Tips from a researcher for successful implementation
Lots of things are implemented in organisations: new ways of working, knowledge and processes. New technologies and administrative systems. Both large and small initiatives that affect everything and nothing, everyone or just a few people. New research shows that the similarities are many, regardless of what has to be implemented in an organisation.
Ulrica von Thiele Schwarz, Certified Psychologist and Professor of Psychology at MDU, has researched the subject of implementation processes and has just published a book ”Implementeringsboken” (The Implementation Book) together with Henna Hasson, Professor of Implementation at the Karolinska Institute and Head of Operations of the Centrum för epidemiologi och samhällsmedicin, (The Centre for Epidemiology and Community Medicine), Region Stockholm. Ulrica says:
“Implementation is the process by which something new is introduced, disseminated, implemented and integrated into an organisation. The intention is to achieve some type of benefit.”
How does one achieve good results during implementation, how does the new create most benefit?

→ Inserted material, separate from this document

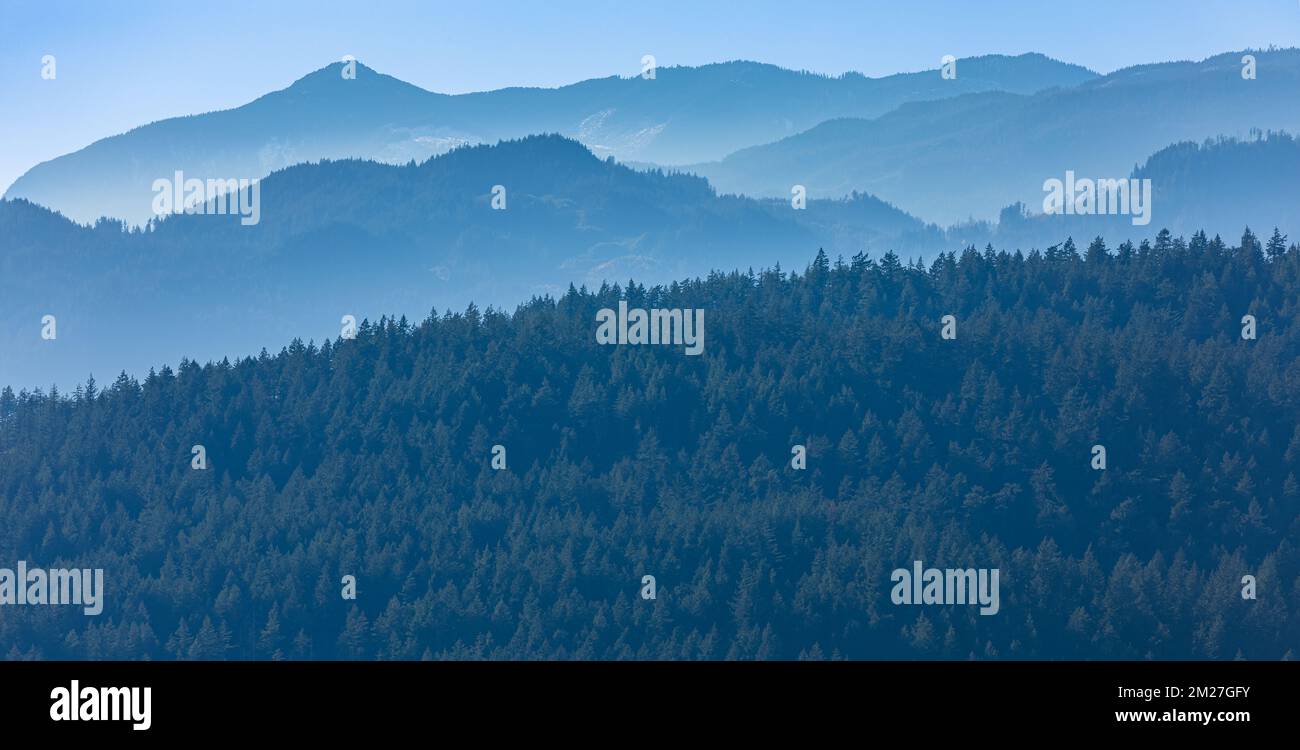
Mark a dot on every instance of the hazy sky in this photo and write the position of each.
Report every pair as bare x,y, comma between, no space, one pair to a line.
122,64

“By carefully considering whether what is to be implemented is really the best solution to an important problem, so that right from the start you actively decide that it is worth the hard work that is often required for the implementation to be successful. It is essential to translate abstract fluff into descriptions of what people should actually do differently and to work systematically but gradually to remove any obstacles in using it. Implementation is often laborious and the risk of failure is great. It requires a management system and knowledge to iron out any question marks,” says Ulrica.
How do you know if the new approach is really beneficial?
“By formulating what is meant by benefit at an early stage, finding out what the usage should look like in order for it to lead to the intended results and then carefully investigating whether it will be as intended or if adjustments are required.”
How does one get rid of the old - that which is no longer needed?
“The first step is that you must ask yourself what should be removed – this is often forgotten. Sometimes it can be easy to get rid of the old if it is replaced by something that makes life easier, more pleasant and a little better. At other times, it’s the de-implementation, i.e. the phasing out that causes a headache. Such as when the old is so dear, ingrained and safe," says Ulrica.
How can the new be integrated into that which is already happening?
“Again, the first step is to be really concrete with the new that it is possible to chisel out what is new or is partly new, and what may already exist and where an adjustment may be enough.”
How do you get those people on board who don't want to take on yet another change?
“First of all, it may be worth double-checking if there really is a lack of motivation and not another type of obstacle such as the users not knowing what to do, or if it is too complicated or cumbersome to do what is required. Then it is wise to remind yourself that not all changes are improvements – at least not for everyone – and then it’s too much to ask people that they should be overjoyed. It may also be comforting that not everyone has to work at same pace all the time. Let those who are curious run ahead and let the Ferdinand bulls peek around the corner, to eventually be convinced by what they see.”
What similarities are there between the implementation process of, for example, a leadership model in the process industry and a new medical innovation in healthcare?
“Actually there are loads. Through our research, we have been struck by the similarities, no matter what is going to be implemented. The challenges, pitfalls and necessary measures are all very much the same. After all, implementation is basically about people. For organisations that want to bring in something new, it is important to find a balance between things being done equally and that there is room for variation and room for manoeuvre,” says Ulrica von Thiele Schwarz.
The researcher’s three pieces of advice for those who are going to conduct an improvement task which includes implementation:
- Create a team to focus on this. One person can’t conduct an entire implementation.
- People are logical. If they don't use the innovation, then they have good reasons for doing so. Find out what's causing the obstacle and think of it as your job to remove the obstacle.
- Plan just enough to then be able to test and learn.
The researcher's three pieces of advice to an organisation that is going to implement something:
- Carefully consider whether that which is to be implemented is really the best solution to an important problem – and if not, refrain from implementation.
- Be prepared to wait and persevere – implementation is a process, not an event.
- Base the implementation on the users’ perspective in all the planning.